The document begins with a high level description of the general solution (the reference architecture), which consists of the all the framework components. Subsequently, we review the tailor-made CIPSEC solution (particular solution). The particular tailor-made solution varies between different deployments and critical infrastructures sectors, and contains several customizations compared to the generic CIPSEC framework architecture. The document describes these adjustments, which can be roughly divided into two categories: customization or removal of CIPSEC components, and plugging additional security solutions.

When comparing the customized CIPSEC solution against installation of individual products, several major advantages are shown: seamless integration, lower overall complexity, CI focus, relevant services and preferable technical support.

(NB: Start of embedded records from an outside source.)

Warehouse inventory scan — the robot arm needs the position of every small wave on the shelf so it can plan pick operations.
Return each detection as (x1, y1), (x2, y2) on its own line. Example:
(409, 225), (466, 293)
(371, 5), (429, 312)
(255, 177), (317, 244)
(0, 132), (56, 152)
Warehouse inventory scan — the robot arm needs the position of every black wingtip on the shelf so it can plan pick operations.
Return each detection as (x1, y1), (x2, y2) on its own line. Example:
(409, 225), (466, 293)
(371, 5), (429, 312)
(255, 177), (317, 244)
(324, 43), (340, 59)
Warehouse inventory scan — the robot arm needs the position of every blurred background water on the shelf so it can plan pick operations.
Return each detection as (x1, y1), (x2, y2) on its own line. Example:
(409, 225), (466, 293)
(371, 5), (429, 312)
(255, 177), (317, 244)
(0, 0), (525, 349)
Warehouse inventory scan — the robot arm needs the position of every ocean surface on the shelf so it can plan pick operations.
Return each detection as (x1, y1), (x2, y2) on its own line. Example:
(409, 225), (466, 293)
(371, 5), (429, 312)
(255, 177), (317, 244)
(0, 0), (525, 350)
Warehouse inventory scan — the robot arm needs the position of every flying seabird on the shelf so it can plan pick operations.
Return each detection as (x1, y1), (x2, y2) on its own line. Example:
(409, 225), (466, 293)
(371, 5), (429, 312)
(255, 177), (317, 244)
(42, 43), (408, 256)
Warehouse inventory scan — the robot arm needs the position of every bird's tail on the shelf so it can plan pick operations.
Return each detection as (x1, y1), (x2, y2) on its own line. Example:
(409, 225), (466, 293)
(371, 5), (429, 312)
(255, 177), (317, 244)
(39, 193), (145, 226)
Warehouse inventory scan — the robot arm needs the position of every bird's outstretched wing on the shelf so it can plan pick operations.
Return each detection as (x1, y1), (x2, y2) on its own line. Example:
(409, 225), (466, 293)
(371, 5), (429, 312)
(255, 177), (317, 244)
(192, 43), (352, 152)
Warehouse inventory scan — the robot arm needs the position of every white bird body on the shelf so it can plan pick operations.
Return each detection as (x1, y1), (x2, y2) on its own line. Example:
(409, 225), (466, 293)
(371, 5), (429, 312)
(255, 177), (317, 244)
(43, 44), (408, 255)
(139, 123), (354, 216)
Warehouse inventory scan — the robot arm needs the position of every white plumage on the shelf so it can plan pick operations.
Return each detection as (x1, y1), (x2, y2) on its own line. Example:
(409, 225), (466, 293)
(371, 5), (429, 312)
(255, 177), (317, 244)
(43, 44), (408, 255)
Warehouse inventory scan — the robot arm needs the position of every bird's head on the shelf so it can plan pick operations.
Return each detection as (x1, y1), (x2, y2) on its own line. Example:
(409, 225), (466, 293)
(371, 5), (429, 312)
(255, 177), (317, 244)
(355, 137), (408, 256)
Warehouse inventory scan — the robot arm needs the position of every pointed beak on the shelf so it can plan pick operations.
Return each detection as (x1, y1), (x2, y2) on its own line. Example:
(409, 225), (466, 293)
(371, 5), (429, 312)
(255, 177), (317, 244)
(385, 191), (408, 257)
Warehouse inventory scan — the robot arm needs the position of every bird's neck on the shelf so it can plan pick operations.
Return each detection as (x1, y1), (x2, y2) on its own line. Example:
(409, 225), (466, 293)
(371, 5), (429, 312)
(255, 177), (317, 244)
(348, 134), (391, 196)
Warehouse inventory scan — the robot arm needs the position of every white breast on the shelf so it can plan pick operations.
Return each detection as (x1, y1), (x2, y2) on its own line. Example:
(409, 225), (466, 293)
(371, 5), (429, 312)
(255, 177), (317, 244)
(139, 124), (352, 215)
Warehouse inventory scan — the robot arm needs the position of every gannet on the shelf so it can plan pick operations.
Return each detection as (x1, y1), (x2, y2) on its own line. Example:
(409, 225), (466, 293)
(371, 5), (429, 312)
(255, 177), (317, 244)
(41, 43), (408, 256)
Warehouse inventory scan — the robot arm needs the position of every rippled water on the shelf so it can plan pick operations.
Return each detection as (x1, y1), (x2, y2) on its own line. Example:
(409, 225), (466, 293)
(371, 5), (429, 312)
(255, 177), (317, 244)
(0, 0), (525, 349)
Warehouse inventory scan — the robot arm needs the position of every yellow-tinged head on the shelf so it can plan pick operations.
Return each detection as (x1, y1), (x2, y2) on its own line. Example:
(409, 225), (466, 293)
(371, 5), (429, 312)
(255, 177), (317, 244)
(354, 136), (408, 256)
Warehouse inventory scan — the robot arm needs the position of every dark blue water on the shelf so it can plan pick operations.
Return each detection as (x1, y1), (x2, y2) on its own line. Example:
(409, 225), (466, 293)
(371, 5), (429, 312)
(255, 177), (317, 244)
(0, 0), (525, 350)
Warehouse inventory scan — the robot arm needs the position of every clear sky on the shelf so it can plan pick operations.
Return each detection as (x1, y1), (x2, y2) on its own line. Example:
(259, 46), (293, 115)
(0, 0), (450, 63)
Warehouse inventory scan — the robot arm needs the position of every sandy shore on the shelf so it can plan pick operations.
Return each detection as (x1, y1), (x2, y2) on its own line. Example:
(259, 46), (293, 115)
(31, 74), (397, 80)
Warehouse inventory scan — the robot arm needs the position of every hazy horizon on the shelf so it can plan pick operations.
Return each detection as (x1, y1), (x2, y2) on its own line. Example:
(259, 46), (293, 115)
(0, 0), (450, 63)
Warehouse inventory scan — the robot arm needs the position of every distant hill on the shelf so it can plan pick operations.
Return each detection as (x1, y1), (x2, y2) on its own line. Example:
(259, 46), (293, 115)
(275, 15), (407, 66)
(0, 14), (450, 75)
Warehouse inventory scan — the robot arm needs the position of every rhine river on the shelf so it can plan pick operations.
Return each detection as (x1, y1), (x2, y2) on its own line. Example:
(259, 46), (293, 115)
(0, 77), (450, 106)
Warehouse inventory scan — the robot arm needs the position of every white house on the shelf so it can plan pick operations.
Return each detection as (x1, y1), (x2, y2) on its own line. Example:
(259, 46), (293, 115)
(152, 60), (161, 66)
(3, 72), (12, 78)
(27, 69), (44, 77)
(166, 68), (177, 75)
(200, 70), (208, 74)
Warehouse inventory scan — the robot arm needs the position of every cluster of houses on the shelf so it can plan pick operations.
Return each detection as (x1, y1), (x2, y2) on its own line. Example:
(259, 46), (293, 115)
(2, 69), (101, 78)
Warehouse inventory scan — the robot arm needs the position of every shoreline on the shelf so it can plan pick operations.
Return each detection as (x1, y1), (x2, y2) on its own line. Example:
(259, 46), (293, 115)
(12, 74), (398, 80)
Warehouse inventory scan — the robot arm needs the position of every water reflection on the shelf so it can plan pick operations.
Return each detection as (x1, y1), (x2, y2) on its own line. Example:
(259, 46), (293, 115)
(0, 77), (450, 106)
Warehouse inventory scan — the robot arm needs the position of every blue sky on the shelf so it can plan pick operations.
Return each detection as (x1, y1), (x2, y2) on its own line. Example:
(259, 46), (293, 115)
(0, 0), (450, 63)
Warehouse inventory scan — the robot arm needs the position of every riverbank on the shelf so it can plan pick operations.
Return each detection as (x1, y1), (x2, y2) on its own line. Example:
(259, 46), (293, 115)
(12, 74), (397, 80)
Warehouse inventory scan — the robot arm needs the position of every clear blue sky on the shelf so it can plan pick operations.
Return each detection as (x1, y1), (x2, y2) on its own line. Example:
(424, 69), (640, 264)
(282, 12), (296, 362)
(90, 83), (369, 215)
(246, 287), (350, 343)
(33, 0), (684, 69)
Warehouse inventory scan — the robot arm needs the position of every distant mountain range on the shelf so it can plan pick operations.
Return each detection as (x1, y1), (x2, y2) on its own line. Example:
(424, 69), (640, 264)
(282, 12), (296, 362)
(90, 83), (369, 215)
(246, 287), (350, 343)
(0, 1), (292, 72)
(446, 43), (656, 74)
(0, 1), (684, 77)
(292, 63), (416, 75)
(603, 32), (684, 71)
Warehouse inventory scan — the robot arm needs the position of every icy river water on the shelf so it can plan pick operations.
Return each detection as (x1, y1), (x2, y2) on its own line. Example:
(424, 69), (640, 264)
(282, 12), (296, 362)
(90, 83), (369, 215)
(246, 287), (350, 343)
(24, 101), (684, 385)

The next section defines a methodology for determining the appropriate customization to the CIPSEC based solution. In a nutshell, the implementer should analyze the specific security requirements of the CI, and decide which adjustments should be made according to the requirements and a specific complexity assessment. Performing significant adaptation to the generic solution may provide better security coverage, that is tailored to the specific CI’s security needs, but it may require a trade-off in the complexity perspective. Afterwards, we present examples of particular customizations, and to which organizations they are expected to suit. Lastly, we describe the adjustments that were actually chosen for the pilot case studies.

The document concludes with two major insights. First, the CIPSEC framework is flexible enough to fit any critical infrastructure after tailoring and customizing it according to the particular needs and characteristics, as presented with potential examples as well as actual examples taken from the pilots. Secondly, we can spot several advantages of the CIPSEC solution compared to an individual products deployment, as mentioned above.